Salla Manohar, Butler Mark S, Massey Nicholas L, Reid Janet C, Cooper Matthew A, Robertson Avril A B
Institute for Molecular Bioscience, The University of Queensland, Brisbane, Queensland 4072, Australia.
Institute for Molecular Bioscience, The University of Queensland, Brisbane, Queensland 4072, Australia; Inflazome Ltd., The Tower, Trinity TEC, Pearse Street, Dublin, Ireland.
Bioorg Med Chem Lett. 2018 Feb 15;28(4):793-795. doi: 10.1016/j.bmcl.2017.12.054. Epub 2017 Dec 26.
This study describes the syntheses of di, tetra and hexa deuterated analogues of the NOD-like receptor pyrin domain-containing protein 3 (NLRP3) inflammasome inhibitor MCC950. In di and tetra deuterated analogues, deuteriums were incorporated into the 1,2,3,5,6,7-hexahydro-s-indacene moiety, whereas in the hexa deuterated MCC950 deuteriums were incorporated into the 2-(furan-3-yl)propan-2-ol moiety. The di deuterated MCC950 analogue was synthesised from 4-amino-3,5,6,7-tetrahydro-s-indacen-1(2H)-one 5. Tetra deuterated analogues were synthesised in 10 chemical steps starting with 5-bromo-2,3-dihydro-1H-inden-1-one 9, whereas the hexa deuterated analogue was synthesised in four chemical steps starting with ethyl-3-furoate 24. All of the compounds exhibited similar activity to MCC950 (IC = 8 nM). These deuterated analogues are useful as internal standards in LC-MS analyses of biological samples from in vivo studies.
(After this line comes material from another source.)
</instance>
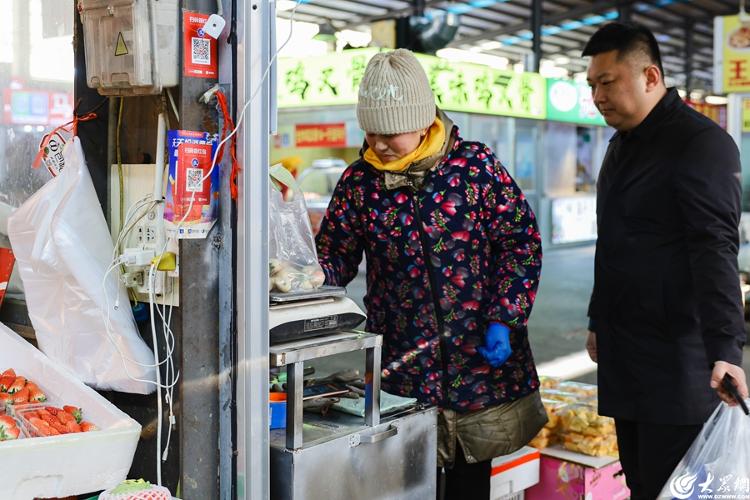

本研究描述了含NOD样受体吡啉结构域蛋白3(NLRP3)炎性小体抑制剂MCC950的二氘代、四氘代和六氘代类似物的合成。在二氘代和四氘代类似物中,氘原子引入到1,2,3,5,6,7-六氢-s-茚满部分,而在六氘代MCC950中,氘原子引入到2-(呋喃-3-基)丙-2-醇部分。二氘代MCC950类似物由4-氨基-3,5,6,7-四氢-s-茚满-1(2H)-酮5合成。四氘代类似物以5-溴-2,3-二氢-1H-茚-1-酮9为起始原料,经10步化学反应合成,而六氘代类似物以3-呋喃甲酸乙酯24为起始原料,经4步化学反应合成。所有化合物均表现出与MCC950相似的活性(IC = 8 nM)。这些氘代类似物可用作体内研究生物样品LC-MS分析中的内标。